Quelque part au milieu du livre, il y a une vague secrète. C'est dans les îles Fidji. Ils campent au-milieu des serpents de mer (« Trois pas, le nombre de pas que tu peux faire une fois qu'il t'a mordu »). Il dort dans un hamac. Bryan occupe la tente. Et ils vont enchaîner les vagues des jours entiers. Il décrit ça comme des shoot. Une mer transparente. Des vagues qui l'assomme, le tabasse, des falaises, des coraux qui les laissent en sang. Ils sont loin de tout, dans des îles sans téléphone où les autochtones font tout eux-mêmes. 
Tavarua, dans l'archipel des Fidj

Morale de surfeurs, ils font le serment de ne jamais divulguer la position de Tavarua. 

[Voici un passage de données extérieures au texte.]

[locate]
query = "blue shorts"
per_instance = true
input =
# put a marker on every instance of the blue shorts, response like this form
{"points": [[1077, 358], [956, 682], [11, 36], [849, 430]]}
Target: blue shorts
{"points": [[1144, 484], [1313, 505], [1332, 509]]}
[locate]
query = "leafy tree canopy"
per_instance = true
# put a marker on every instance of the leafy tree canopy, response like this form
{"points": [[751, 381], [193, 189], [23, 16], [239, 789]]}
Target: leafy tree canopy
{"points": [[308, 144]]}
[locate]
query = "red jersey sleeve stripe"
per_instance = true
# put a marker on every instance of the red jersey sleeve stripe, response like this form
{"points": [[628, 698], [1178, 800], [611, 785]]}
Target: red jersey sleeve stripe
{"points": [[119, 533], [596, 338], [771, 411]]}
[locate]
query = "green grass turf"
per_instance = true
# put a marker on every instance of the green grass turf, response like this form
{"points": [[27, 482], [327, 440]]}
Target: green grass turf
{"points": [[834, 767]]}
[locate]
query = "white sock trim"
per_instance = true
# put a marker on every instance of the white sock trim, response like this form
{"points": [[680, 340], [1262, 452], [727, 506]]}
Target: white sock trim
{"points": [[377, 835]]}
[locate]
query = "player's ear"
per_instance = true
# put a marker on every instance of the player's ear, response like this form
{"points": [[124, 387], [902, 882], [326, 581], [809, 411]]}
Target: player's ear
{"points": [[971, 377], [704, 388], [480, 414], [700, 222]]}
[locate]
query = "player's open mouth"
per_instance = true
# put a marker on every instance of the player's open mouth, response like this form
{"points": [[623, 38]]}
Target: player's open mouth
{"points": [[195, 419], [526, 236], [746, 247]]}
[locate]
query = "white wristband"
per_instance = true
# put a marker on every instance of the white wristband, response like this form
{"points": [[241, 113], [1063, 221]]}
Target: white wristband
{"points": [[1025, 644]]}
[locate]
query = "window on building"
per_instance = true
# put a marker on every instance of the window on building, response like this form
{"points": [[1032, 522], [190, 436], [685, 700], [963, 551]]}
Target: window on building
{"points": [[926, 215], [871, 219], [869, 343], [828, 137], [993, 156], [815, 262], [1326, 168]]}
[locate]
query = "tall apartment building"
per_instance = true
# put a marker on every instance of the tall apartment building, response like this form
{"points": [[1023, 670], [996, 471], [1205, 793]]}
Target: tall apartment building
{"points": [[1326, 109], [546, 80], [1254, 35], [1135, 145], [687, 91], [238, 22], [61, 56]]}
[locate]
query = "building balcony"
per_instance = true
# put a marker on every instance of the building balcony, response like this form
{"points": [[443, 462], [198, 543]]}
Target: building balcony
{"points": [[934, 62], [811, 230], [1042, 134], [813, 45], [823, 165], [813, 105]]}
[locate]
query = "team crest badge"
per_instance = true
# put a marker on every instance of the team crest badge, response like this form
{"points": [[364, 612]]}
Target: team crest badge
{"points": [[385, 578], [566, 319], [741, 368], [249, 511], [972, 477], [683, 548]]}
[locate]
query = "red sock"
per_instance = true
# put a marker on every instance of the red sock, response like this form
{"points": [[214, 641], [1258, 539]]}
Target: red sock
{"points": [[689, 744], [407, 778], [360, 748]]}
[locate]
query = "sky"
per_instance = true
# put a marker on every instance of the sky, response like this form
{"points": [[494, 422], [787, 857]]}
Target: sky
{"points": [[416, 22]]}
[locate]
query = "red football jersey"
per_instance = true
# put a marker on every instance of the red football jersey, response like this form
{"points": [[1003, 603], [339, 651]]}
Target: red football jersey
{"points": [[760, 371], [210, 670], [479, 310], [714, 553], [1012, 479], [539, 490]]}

Puis c’est l’Australie (La Contrée chanceuse) et ses très bons salaires. Il fait la plonge dans un restaurant. Il explore le spot de Kirra. Bryan et lui signent leurs premiers articles pour la presse même s’ils ne s’entendent sur rien à propos du style. 

Nous avons atterri à Kirra, ville balnéaire du Queensland proche de la frontière des Nouvelles-Galles du Sud. Nous étions les fiers détenteurs d’un break Falcon de 1964, acheté trois cent dollars près de Brisbane, et nous avions surfé la Côte Est de long en large, de Sydney à Noosa, en dormant dans la voiture. Revenir dans l’Ouest, avec son confort et ses commodités- il y avait même sur les routes des panneaux PLAGE DE SURF- était grisant. 

Ils traversent le pays par son centre dans une voiture asthmatique juste parce qu'on leur a dit de ne pas le faire. 
En Indonésie, dans le train, en regardant au dehors, il se demande si l’occupation principale n’est pas la défécation. Il vivent une tempête sur un ferry. Sur un spot isolé de tout, ils sont obligés de rationner l’eau parce que leurs bidons n’ont pas été bien lavés. 
 A Nias, il est à l'apogée de son surf. Il se sent immortel. 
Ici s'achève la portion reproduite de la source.